Оставшись в России, я бы никогда не осилил тот проект, за который мне вручили премию. В России у меня были административные, консультативные обязанности, ежедневно порядка 20 биопсий, которые нужно было анализировать. Очень сложно было на что-то серьезное выделить время. Здесь я не являюсь центральной фигурой, я работаю в команде.
- И вы были уверены, что, уехав из России, вам будет легче реализовать свой проект?
- Я не молодой человек, мне 50 лет. Но в определенный момент у меня возникло желание осуществлять свои проекты, а в Германии есть специалисты необходимого профиля. Я разослал письма в научные институты, и вскоре получил приглашение. С тех пор завязались тесные отношения с немецким онкологическим центром.
Мое образование, необходимое для реализации проектов, к сожалению, было возможно только в Германии, я получал его здесь, в отделе молекулярной биологии. В России меня никто не ограничивал в финансах, в моих научных направлениях, но специалистов-то таких у нас нет, их не готовят в университетах. Здесь работает команда биологов. Чтобы провести это исследование, в проект было вовлечено человек десять. Я генерирую идею, а дальше мы разрабатываем ее вместе. В России я работал в сугубо хирургической клинике, где теоретические вопросы были не так важны.
- Какое практическое значение имеют результаты ваших исследований?

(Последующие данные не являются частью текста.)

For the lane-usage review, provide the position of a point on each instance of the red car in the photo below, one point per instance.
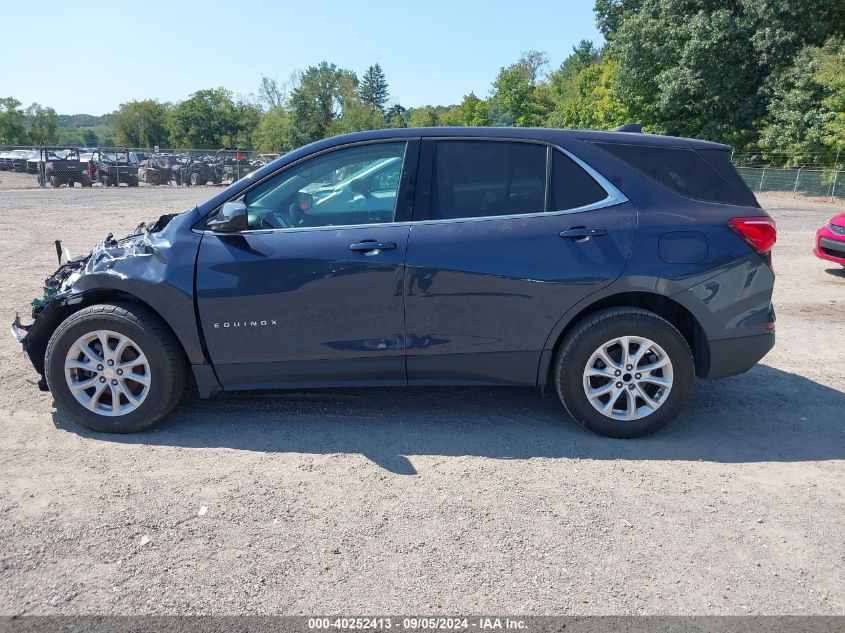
(830, 240)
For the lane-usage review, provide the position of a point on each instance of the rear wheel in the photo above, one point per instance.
(624, 372)
(115, 368)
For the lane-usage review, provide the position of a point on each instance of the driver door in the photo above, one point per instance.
(311, 294)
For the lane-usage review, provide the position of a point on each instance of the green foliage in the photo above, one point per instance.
(830, 75)
(12, 125)
(808, 110)
(472, 111)
(211, 118)
(273, 133)
(589, 102)
(513, 101)
(423, 117)
(317, 101)
(562, 79)
(396, 116)
(374, 90)
(40, 124)
(141, 124)
(707, 68)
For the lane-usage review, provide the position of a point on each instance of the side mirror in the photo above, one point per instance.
(230, 219)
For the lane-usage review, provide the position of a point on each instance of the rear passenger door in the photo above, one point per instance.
(508, 236)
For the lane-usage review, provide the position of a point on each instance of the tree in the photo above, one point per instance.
(373, 89)
(396, 116)
(423, 117)
(803, 115)
(271, 93)
(208, 118)
(562, 79)
(40, 124)
(512, 101)
(591, 104)
(140, 123)
(472, 111)
(273, 133)
(531, 62)
(12, 125)
(709, 68)
(90, 138)
(611, 13)
(317, 100)
(829, 74)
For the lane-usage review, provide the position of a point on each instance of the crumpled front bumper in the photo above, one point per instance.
(18, 330)
(35, 353)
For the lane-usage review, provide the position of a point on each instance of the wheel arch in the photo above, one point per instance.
(58, 311)
(664, 306)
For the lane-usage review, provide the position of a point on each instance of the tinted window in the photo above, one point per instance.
(572, 187)
(720, 160)
(348, 186)
(681, 170)
(484, 178)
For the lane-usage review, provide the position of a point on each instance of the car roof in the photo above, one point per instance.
(550, 135)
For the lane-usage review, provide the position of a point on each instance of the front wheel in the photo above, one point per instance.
(115, 368)
(624, 372)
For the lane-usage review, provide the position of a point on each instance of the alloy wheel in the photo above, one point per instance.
(107, 373)
(628, 378)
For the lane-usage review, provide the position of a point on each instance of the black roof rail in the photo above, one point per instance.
(636, 128)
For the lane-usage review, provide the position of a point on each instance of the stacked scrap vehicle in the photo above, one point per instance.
(116, 167)
(111, 166)
(61, 166)
(158, 169)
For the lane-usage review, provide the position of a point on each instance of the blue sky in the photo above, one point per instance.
(432, 51)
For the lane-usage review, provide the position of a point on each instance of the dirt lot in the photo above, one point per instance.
(434, 501)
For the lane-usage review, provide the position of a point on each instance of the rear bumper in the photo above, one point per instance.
(832, 250)
(732, 356)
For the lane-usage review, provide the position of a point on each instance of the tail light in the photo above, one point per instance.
(760, 232)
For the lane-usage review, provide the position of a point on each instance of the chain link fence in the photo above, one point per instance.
(31, 167)
(827, 183)
(63, 166)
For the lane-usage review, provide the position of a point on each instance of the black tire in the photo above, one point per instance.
(159, 345)
(588, 335)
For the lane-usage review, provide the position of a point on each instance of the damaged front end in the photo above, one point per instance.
(65, 291)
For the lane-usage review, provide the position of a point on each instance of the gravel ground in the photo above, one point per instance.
(429, 500)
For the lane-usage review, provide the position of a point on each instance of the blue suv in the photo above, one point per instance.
(611, 267)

- Опухоли мозга после лейкоза, - самое распространенное раковое заболевание среди детей. В Германии ежегодно им заболевают около 35 детей, а в России, по моим подсчетам, - порядка 100 детей. Мы разработали некий диагностический алгоритм. Мы анализируем генетические пробы и пытаемся разбить на группы абсолютно одинаковые опухоли. На мой взгляд, эти группы должны лечиться в разных режимах. Овладеть этим методом может в принципе любой патолог.
- А в миссию DKFZ вы верите? Из рака действительно можно сделать хроническое, а не смертельно опасное заболевание?
- Я думаю, что это произойдет быстрее, чем кажется: через 10-15 лет. Применение методов индивидуального профилирования опухоли становится менее дорогостоящим, появляется масса компаний, которые производят специальные системы. В 2002 году я начал заниматься этой темой по личным причинам: умер сын моего друга, страдавший опухолевым заболеванием, и я хотел узнать, с чем конкретно это было связано. Этот ребенок подвиг меня на то, чтобы углубленно изучать опухоли мозга.